Medication helped - I was on two different types. Therapy with the RIGHT therapist who truly understands me helped (had seen 10+ before that who were useless - one literally zoned out until I mentioned the name of a restaurant and then said 'oh I love that place!').

Lonelyscarecrow · 28/10/2024 07:57

I understand too OP and sorry you are experiencing this.

I have had times when I wished so hard for something to end me so people wouldn't have to deal with it being a suicide. I got breast cancer two years ago and I was kind of relieved - it wasn't a straightforward decision to have treatment but I got swept along with it and I'm still not sure it was the right decision. I do feel terrible saying that when people have illnesses that aren't treatable.

There was some relief in being ill anyway as I felt I could step out of normal life for a while as I had reached a point where I couldn't function anymore (although some people were still quite brutal, judging me for not being productive while too weak to sit up from chemo - that's another story). Maybe the cancer had also been adding to that exhausted feeling for a while before I realised I had it but it is also a life long problem that depletes me more and more.

In a way it was a simple decision to have treatment as I have two cats who I don't want to leave on their own. Maybe the fact that I took in cats in the first place shows there is part of me that wants to keep going. But dealing with life feels too much sometimes.

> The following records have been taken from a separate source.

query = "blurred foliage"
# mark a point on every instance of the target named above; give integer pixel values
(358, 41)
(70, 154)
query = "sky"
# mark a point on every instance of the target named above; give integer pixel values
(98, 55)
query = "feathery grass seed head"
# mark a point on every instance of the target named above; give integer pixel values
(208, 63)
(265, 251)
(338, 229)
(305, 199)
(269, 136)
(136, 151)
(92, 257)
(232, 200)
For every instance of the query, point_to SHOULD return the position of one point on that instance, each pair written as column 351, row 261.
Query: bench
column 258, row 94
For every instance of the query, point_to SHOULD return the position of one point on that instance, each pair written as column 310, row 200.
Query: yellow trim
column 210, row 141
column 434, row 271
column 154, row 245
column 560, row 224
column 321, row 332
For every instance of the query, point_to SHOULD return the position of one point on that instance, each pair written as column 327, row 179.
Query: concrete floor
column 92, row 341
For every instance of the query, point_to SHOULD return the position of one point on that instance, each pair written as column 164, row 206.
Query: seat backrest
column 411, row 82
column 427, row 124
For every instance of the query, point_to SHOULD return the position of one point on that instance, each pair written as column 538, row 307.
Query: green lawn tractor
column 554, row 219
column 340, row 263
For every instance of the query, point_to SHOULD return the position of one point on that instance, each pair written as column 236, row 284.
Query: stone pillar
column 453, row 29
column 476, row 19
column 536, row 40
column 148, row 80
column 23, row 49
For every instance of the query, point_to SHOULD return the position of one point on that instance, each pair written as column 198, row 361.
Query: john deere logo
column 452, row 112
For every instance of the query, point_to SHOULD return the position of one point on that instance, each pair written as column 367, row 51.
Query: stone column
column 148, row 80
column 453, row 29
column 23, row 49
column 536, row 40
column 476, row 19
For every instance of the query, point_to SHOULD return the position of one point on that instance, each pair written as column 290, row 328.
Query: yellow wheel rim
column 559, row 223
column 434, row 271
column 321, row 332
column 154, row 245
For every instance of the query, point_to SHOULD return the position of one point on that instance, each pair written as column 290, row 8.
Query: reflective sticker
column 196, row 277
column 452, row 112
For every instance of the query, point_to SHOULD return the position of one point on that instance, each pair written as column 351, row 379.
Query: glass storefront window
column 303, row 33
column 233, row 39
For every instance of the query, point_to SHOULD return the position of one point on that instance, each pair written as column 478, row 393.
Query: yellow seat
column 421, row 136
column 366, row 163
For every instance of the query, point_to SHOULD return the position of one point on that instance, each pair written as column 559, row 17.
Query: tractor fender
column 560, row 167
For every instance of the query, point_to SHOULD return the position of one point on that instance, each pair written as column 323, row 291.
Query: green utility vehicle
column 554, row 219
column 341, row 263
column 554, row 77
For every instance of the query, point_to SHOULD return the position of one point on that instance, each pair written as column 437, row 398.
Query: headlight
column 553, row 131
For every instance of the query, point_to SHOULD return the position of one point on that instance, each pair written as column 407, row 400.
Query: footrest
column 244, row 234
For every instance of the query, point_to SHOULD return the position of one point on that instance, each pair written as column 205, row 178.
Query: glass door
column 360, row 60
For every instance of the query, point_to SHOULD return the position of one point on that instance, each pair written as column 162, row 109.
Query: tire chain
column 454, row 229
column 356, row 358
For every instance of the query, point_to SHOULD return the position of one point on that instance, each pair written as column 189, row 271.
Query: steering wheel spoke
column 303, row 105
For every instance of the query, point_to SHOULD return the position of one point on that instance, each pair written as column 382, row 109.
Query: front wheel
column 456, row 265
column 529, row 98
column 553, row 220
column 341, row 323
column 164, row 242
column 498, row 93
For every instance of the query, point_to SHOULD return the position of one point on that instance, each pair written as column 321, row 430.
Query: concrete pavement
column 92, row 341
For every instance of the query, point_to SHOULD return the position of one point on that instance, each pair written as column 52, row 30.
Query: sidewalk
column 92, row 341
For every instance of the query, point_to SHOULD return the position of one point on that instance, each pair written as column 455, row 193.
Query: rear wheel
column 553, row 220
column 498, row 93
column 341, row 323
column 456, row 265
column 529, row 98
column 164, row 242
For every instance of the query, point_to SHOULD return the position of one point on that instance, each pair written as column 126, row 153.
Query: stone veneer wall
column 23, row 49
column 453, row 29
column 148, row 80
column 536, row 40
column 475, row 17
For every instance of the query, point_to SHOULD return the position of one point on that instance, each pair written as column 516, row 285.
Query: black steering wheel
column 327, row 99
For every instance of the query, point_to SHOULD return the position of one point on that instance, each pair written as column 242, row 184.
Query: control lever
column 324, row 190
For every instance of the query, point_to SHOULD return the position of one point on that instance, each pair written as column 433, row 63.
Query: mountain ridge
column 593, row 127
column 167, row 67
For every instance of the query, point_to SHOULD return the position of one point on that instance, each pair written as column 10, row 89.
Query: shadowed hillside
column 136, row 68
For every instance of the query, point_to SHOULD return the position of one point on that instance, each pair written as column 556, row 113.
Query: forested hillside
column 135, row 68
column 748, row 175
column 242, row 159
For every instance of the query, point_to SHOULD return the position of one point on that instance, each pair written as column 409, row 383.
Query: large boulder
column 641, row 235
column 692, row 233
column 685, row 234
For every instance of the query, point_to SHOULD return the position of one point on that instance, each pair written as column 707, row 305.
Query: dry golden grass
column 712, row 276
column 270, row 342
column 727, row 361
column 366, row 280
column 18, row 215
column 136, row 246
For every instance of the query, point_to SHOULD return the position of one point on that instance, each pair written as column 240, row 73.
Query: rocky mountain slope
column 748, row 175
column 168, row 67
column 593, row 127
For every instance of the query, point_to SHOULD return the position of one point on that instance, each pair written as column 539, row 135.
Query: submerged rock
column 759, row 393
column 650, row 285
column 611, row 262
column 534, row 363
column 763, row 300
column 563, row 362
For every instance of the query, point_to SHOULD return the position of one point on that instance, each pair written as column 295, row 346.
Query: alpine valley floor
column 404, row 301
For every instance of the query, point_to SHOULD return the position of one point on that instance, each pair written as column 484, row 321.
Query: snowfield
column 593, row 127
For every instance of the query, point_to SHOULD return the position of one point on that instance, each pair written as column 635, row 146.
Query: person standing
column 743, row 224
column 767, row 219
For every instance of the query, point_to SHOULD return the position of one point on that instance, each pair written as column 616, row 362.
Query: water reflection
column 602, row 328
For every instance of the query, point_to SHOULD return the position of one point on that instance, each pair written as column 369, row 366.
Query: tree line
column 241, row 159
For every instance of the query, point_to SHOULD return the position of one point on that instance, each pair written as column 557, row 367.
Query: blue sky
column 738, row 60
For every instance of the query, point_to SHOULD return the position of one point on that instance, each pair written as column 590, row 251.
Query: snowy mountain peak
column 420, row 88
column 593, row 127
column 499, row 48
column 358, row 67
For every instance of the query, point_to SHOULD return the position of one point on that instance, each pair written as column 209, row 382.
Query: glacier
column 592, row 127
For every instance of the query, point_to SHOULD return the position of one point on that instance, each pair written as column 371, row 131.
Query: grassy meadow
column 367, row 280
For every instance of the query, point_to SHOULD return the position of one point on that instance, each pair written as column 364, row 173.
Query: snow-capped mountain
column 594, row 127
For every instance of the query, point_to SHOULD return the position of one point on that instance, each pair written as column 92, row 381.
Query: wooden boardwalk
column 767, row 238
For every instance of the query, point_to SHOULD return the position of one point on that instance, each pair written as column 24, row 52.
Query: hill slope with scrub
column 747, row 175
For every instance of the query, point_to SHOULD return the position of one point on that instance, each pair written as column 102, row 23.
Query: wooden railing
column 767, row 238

Nature has always been my main solace but it's being destroyed rapidly around me and has become another source of anxiety.

I never really get those who are cheered up by us not being bombed or starving etc, I am incredibly grateful for those things but the fact that other people in the world are going through that makes me feel worse not better - makes me more sick of the world in general.

I feel less alone and less like a weirdo having read all these posts although I'm also sorry you are all feeling like this.

I don't know what to say @Dontknowwhattodo223 . It feels trite to say I hope you feel better at some point but I do hope that you do. Anyway - solidarity.